Where Harness Engineering is Going

As models get more capable, some of what lives in the harness today will get absorbed into the model. Models will get better at planning, self-verification, and long horizon coherence natively, thus requiring less context injection for example.

That suggests harnesses should matter less over time. But just as prompt engineering continues to be valuable today, it’s likely that harness engineering will continue to be useful for building good agents.

It’s true that harnesses today patch over model deficiencies, but they also engineer systems around model intelligence to make them more effective. A well-configured environment, the right tools, durable state, and verification loops make any model more efficient regardless of its base intelligence.

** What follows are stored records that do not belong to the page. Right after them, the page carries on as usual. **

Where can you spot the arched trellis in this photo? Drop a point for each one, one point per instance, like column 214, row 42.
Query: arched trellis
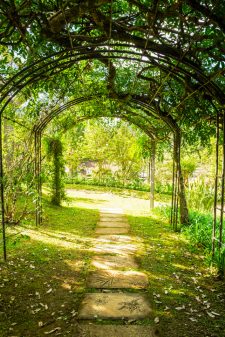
column 148, row 129
column 57, row 62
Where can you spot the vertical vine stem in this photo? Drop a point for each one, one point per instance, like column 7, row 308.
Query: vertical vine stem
column 216, row 185
column 222, row 187
column 2, row 193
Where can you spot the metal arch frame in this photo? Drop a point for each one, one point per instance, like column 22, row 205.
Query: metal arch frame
column 39, row 69
column 58, row 62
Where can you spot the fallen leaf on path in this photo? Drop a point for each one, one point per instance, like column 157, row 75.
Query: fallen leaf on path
column 180, row 308
column 52, row 331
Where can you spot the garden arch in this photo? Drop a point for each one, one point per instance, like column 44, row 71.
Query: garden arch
column 162, row 38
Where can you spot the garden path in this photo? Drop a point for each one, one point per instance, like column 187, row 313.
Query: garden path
column 118, row 286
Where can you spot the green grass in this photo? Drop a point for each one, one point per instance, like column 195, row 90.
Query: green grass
column 44, row 278
column 178, row 278
column 121, row 191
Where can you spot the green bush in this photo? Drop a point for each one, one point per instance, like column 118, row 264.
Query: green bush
column 200, row 196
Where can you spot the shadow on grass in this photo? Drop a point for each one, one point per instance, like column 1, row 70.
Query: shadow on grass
column 45, row 276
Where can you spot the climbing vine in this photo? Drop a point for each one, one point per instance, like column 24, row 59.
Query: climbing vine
column 56, row 169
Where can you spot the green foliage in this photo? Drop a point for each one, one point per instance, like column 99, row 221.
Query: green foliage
column 56, row 172
column 200, row 195
column 18, row 163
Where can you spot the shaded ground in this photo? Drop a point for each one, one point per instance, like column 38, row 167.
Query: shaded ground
column 45, row 278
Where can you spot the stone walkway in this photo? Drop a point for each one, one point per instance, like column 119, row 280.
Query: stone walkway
column 115, row 273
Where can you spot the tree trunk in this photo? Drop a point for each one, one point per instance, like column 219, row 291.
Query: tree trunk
column 152, row 173
column 184, row 218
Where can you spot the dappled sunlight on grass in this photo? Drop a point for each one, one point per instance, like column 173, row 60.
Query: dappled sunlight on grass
column 179, row 284
column 48, row 268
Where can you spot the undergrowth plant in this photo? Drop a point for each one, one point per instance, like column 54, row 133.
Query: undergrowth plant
column 200, row 195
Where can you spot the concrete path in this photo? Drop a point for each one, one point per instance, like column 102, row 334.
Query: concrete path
column 115, row 274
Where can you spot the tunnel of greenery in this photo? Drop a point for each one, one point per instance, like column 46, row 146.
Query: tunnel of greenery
column 158, row 65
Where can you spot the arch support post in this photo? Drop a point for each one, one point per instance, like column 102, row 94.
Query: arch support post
column 152, row 172
column 2, row 193
column 219, row 197
column 37, row 169
column 178, row 197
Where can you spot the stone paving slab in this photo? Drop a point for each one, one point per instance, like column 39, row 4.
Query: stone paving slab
column 114, row 262
column 112, row 215
column 95, row 330
column 114, row 219
column 111, row 210
column 104, row 230
column 115, row 248
column 115, row 279
column 114, row 224
column 114, row 238
column 114, row 306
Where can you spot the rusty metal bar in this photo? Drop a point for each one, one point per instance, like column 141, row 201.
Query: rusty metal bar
column 216, row 185
column 222, row 186
column 2, row 194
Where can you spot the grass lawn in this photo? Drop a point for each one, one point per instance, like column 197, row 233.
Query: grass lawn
column 44, row 280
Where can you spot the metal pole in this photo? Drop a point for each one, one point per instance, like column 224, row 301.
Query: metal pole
column 152, row 175
column 216, row 185
column 222, row 187
column 2, row 194
column 173, row 189
column 37, row 176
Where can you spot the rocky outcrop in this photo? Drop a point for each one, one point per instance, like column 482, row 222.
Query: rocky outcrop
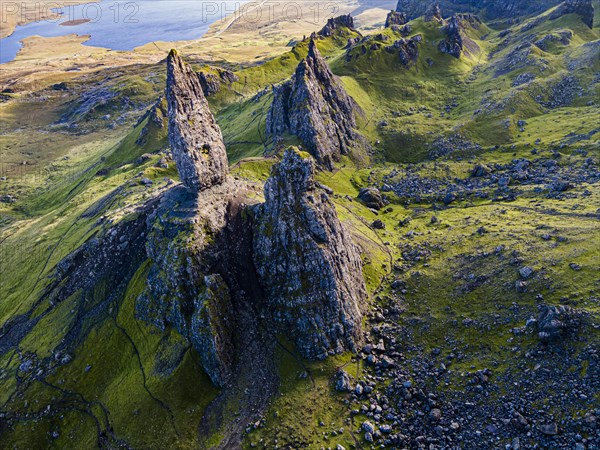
column 395, row 18
column 194, row 136
column 157, row 121
column 583, row 8
column 433, row 13
column 457, row 42
column 310, row 270
column 407, row 49
column 314, row 106
column 336, row 24
column 193, row 284
column 555, row 322
column 491, row 9
column 211, row 81
column 453, row 43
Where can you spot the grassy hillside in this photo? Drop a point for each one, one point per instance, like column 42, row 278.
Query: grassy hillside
column 442, row 268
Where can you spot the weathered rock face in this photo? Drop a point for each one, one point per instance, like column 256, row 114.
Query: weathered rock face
column 211, row 82
column 583, row 8
column 194, row 136
column 157, row 119
column 314, row 106
column 453, row 43
column 395, row 18
column 310, row 270
column 408, row 49
column 433, row 12
column 492, row 9
column 190, row 285
column 336, row 23
column 555, row 322
column 457, row 42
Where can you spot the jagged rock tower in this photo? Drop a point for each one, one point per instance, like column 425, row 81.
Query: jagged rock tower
column 433, row 12
column 314, row 106
column 310, row 270
column 213, row 266
column 182, row 291
column 395, row 18
column 194, row 136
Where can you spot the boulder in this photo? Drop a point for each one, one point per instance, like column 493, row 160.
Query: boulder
column 557, row 321
column 371, row 197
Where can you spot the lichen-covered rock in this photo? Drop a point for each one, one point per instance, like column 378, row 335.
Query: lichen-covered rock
column 407, row 49
column 371, row 197
column 583, row 8
column 335, row 24
column 492, row 9
column 194, row 136
column 453, row 43
column 211, row 81
column 210, row 326
column 557, row 321
column 395, row 18
column 457, row 42
column 314, row 106
column 157, row 119
column 185, row 287
column 310, row 270
column 433, row 12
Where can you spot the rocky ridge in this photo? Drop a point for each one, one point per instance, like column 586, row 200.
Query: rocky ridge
column 202, row 279
column 492, row 9
column 211, row 81
column 314, row 106
column 457, row 42
column 395, row 18
column 583, row 8
column 336, row 23
column 310, row 270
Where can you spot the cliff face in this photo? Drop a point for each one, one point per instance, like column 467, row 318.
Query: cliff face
column 310, row 270
column 395, row 18
column 335, row 23
column 314, row 106
column 457, row 42
column 433, row 12
column 211, row 81
column 583, row 8
column 187, row 287
column 490, row 9
column 194, row 136
column 203, row 248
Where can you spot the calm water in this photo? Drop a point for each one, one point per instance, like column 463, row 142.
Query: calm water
column 124, row 25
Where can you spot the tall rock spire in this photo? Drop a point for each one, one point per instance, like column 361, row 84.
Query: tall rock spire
column 194, row 136
column 314, row 106
column 308, row 266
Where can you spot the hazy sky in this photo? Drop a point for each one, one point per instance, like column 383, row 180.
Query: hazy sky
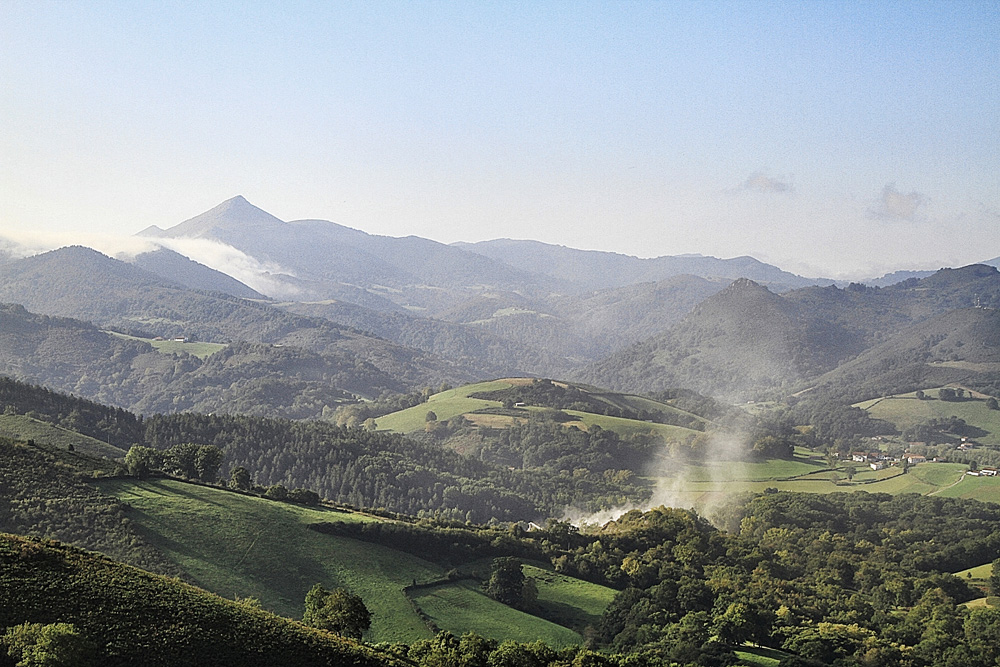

Harness engineering is a very active area of research that we use to improve our harness building library deepagents at LangChain. Here are a few open and interesting problems we’re exploring today:

  • orchestrating hundreds of agents working in parallel on a shared codebase
  • agents that analyze their own traces to identify and fix harness-level failure modes
  • harnesses that dynamically assemble the right tools and context just-in-time for a given task instead of being pre-configured

This blog was an exercise in defining what a harness is and how it’s shaped by the work we want models to do.

The model contains the intelligence and the harness is the system that makes that intelligence useful.

To more harness building, better systems, and better agents.